Prices Soar for Cancer Drugs
These so-called "smart drugs" focus their effects on specific, identifiable processes occurring within cancer cells. The new drugs are highly promising in that they "sometimes" provide benefit to patients who have failed traditional therapies. However, "they do not work for everyone, they often have unwanted side effects, and they are all extremely expensive." Patients, physicians, insurance carriers, and the FDA are all calling for the discovery of "predictive tests" that allow for rational and cost-effective use of these drugs.
There was a new EGFRx assay (a predictive test) developed that holds the key to solving some of the problems confronting this high-price healthcare system that is seeking ways to best allocate available resources while accomplishing the critical task of matching individual patients with the treatments most likely to benefit them. Not only is it an important predictive test, it is also a unique tool that can help to identify newer and better drugs, evaluate promising drug combinations, and serve as a "gold standard" correlative model with which to develop new DNA, RNA, and protein-based tests that better predict for drug activity.

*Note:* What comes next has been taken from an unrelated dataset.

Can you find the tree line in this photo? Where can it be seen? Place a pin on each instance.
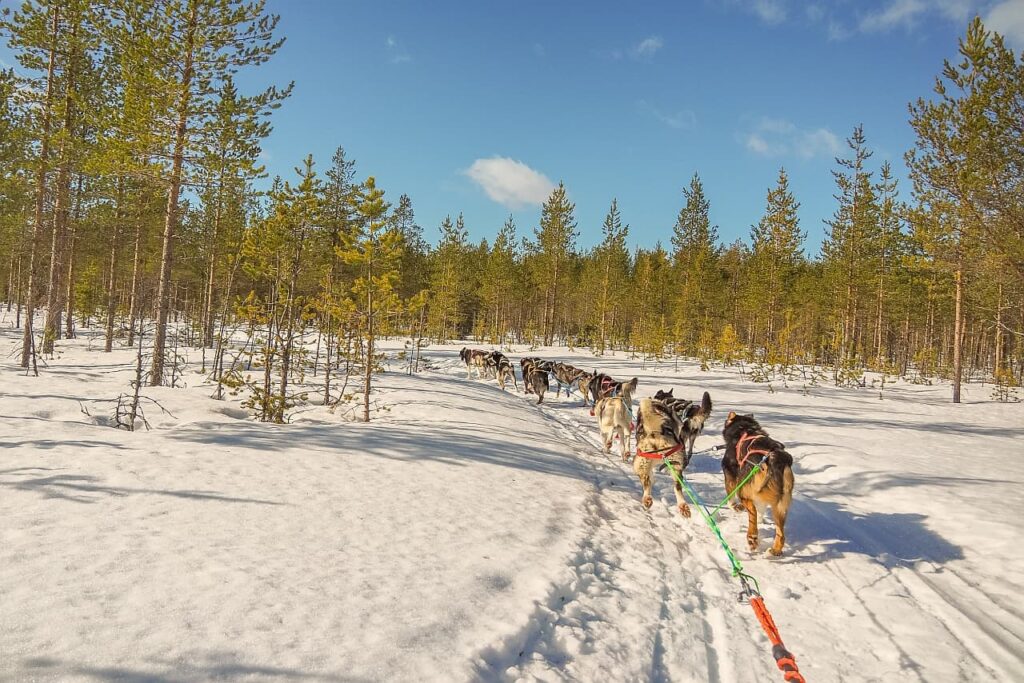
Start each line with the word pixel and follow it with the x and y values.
pixel 129 164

But how does one get ASCO and others to understand this and allow its judicious use? They have single-handedly done more over the past 20 years to keep assay-testing (pre-testing) technology under a bushel basket and out of the public light. It has hurt literally hundreds of thousands of patients. We'd be much further along and technology would have improved, even more accurate. New treatments would have been discovered and targeted immediately to the people who could most benefit from them. This has been one great lost of opportunity in clinical cancer research.